Just now, right at this very moment, an acorn fell from one of the trees blowing above me and hit my laptop with a gentle thwok. If I had any clue what that meant or why that just happened, I’d be certain to include it here. But the meaning escapes me, if there was any meaning at all. So that’s not the type of thing I’m referring to. If that acorn just now hit me on the head when I said I was trying to get to the nut of the problem, then we’d talk. Or if it bounced on the “A” key, perhaps we could consider that a bit of a coincidence. But no, I’m not out there looking for meaning in everything; I’m just trying not to ignore it when it comes looking for me.

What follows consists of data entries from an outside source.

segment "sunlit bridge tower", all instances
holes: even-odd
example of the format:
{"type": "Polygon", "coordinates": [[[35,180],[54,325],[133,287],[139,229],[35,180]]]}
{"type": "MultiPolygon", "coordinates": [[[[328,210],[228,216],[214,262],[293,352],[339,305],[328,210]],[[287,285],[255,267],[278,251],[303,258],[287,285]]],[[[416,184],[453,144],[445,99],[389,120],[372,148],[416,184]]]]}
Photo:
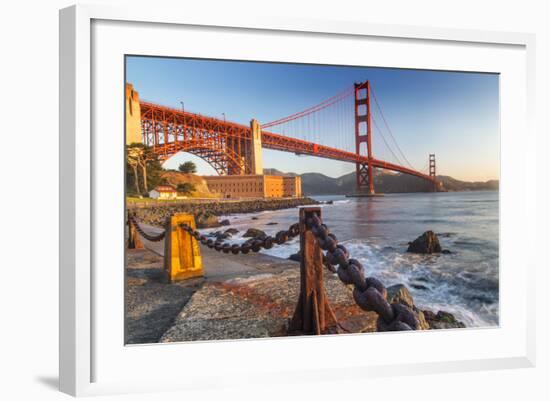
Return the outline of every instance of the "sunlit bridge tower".
{"type": "Polygon", "coordinates": [[[357,192],[374,195],[369,81],[355,84],[355,153],[361,155],[365,147],[367,163],[355,164],[357,192]]]}
{"type": "Polygon", "coordinates": [[[432,192],[437,192],[437,180],[435,178],[435,154],[430,154],[430,177],[433,179],[432,192]]]}

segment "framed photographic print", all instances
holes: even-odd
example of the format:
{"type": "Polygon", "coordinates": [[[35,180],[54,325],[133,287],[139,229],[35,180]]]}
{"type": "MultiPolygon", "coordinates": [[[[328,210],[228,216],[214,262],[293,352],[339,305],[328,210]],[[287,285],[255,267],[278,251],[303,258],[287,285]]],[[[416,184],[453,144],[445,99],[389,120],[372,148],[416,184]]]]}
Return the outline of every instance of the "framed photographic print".
{"type": "Polygon", "coordinates": [[[532,36],[174,15],[61,11],[62,391],[532,366],[532,36]]]}

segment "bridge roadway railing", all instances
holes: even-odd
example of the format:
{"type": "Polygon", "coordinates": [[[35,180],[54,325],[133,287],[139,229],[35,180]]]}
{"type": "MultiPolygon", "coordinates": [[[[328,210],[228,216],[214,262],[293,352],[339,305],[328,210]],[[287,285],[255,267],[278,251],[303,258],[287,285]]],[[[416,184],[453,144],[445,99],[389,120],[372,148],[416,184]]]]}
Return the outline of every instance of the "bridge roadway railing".
{"type": "Polygon", "coordinates": [[[300,295],[288,326],[289,334],[327,334],[345,330],[337,321],[326,295],[323,270],[336,274],[345,285],[353,287],[353,299],[365,311],[378,315],[378,331],[418,330],[417,315],[398,301],[389,303],[387,290],[375,277],[365,277],[362,264],[350,257],[349,251],[338,243],[321,218],[321,208],[299,209],[299,220],[275,236],[231,244],[200,233],[192,215],[174,215],[167,219],[165,231],[147,234],[132,213],[128,214],[129,247],[140,247],[137,234],[149,241],[165,241],[165,269],[171,281],[202,276],[198,245],[226,254],[249,254],[270,249],[300,236],[300,295]],[[174,273],[180,269],[183,273],[174,273]]]}

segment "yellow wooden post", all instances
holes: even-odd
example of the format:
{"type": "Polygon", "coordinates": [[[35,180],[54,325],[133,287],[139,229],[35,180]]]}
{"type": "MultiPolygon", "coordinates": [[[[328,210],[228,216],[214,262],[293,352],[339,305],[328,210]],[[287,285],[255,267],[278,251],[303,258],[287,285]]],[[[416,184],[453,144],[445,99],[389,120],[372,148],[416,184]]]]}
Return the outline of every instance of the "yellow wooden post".
{"type": "Polygon", "coordinates": [[[175,214],[166,222],[164,268],[170,282],[204,275],[199,243],[181,224],[196,228],[192,214],[175,214]]]}

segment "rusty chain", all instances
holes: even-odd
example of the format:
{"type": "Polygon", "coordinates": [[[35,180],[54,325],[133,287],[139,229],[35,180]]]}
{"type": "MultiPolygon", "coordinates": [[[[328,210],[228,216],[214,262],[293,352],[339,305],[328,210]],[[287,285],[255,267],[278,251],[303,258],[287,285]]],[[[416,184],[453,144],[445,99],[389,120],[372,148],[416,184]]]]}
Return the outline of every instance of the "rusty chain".
{"type": "Polygon", "coordinates": [[[133,226],[136,228],[137,232],[143,237],[145,238],[146,240],[148,241],[151,241],[151,242],[159,242],[159,241],[162,241],[164,239],[164,237],[166,236],[166,230],[164,230],[163,232],[161,232],[160,234],[157,234],[157,235],[151,235],[151,234],[147,234],[143,228],[140,227],[140,225],[138,224],[135,216],[133,216],[132,214],[129,214],[128,215],[128,223],[131,223],[133,224],[133,226]]]}
{"type": "Polygon", "coordinates": [[[262,239],[250,239],[242,244],[230,244],[229,242],[224,242],[221,239],[208,238],[206,235],[201,234],[199,231],[192,229],[187,224],[181,224],[181,228],[187,231],[192,235],[197,241],[201,244],[207,246],[210,249],[214,249],[218,252],[229,253],[231,252],[234,255],[238,253],[247,254],[250,251],[259,252],[260,249],[271,249],[273,245],[282,245],[288,240],[300,235],[300,226],[298,223],[292,224],[288,230],[281,230],[275,237],[270,235],[262,239]]]}
{"type": "Polygon", "coordinates": [[[306,221],[319,241],[321,249],[326,251],[324,262],[327,267],[335,272],[340,281],[346,285],[353,285],[353,299],[357,305],[366,311],[378,314],[378,331],[402,331],[417,330],[420,326],[414,312],[406,305],[387,300],[386,287],[380,280],[374,277],[365,277],[363,265],[349,257],[349,252],[344,245],[338,244],[338,239],[328,227],[323,224],[321,218],[313,215],[306,221]],[[338,269],[335,269],[338,266],[338,269]]]}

Here’s a final tidbit on which to chew: Recently, I was watching a Tigers game on TV when I got a call from a telephone survey firm, asking for a few minutes of my time. Since everyone seems to hate telemarketers, I figured this guy didn’t need yet another hang-up. I listened and answered semi-attentively to his survey questions, and soon it became obvious he was working for a financial institution, trying to find out if people recognized their ad campaign. Half-listening to his questions, I tried to keep track of the game. But then I had to catch myself and make sure I wasn’t dreaming when the next question popped out. He asked, “Which bank do you associate with the phrase, ‘We listen, we understand, we make it work?’” At that exact moment, at that precise nanosecond, the announcer on TV was saying “This game was brought to you by Comerica Bank, ‘We listen, we understand, we make it work.’” Now, I don’t mean they were separated by a second or two. No, they both said the same phrase at the exact same time—the announcer on TV and the oblivious telephone survey kid based in Dubai or Duluth.
I answered his question and noted that they said the same thing at the same time. I don’t know if he believed me, but hopefully he made a note of it in his survey. So now I’ve decided that that’s my new watch phrase until I come upon something else: “We listen, we understand, we make it work.”
So what if it was coined by a Madison Avenue ad firm? I take my inspiration where I find it. Besides, who’s to say the cosmos itself didn’t bend down on a slow afternoon in mid-town Manhattan, and slide that little phrase into the ear of a copywriter in a 54th-floor advertising agency?
What if these aren’t coincidences at all?